Can you identify [itex]\vec{v}[/itex]? Can you figure out the lines along which [itex]u[/itex] is constant?

 

[sara_math]

Thnx sir

but the dr. who teach me, didn't use this way with us

when we have aUx+bUy+cU=f , where a,b,c,f are constants
he take tan(r)=b/a
then he find r
after that take w=xcosr+ysinr , t=-xsinr+ycosr
then find Ux , Uy
that's it

so if i have aUx+bUy+cUz+dU=f
can i take same w, t and z=z ?

 

[quantumdude]

My approach is not much different from your professor's.

This equation:

aUx+bUy+cU=f , where a,b,c,f are constants

can be written in the following form.

[tex]D_{\vec{v}}u+cu=f[/tex]

where [itex]\vec{v}=<a,b>[/itex].

he take tan(r)=b/a
then he find r
after that take w=xcosr+ysinr , t=-xsinr+ycosr
then find Ux , Uy

What your instructor did was rotate the x-axis so that it coincides with the vector [itex]\vec{v}[/itex]. In that coordinate system there is only one independent variable, and so you effectively have an ODE. The rotation matrix that carries [itex]\{x,y\}[/itex] into [itex]\{w,t\}[/itex] is given by the following.

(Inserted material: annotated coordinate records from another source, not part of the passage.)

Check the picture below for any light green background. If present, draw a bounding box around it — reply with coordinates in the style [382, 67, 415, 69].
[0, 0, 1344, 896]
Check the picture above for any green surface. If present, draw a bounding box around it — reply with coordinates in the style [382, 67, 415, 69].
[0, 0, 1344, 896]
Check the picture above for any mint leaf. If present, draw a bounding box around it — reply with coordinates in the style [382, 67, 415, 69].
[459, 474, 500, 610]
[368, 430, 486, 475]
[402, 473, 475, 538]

[tex]R_{z}(r) = \left[\begin{array}{cc} \cos(r) & \sin(r)\\ -\sin(r) & \cos(r) \end{array}\right][/tex]

that's it

No, that's not it. All that does is transform the equation. It still remains to solve it.

so if i have aUx+bUy+cUz+dU=f
can i take same w, t and z=z ?

You will want to do a rotation about some axis so that one coordinate axis is parallel to [itex]\vec{v}=<a,b,c>[/itex].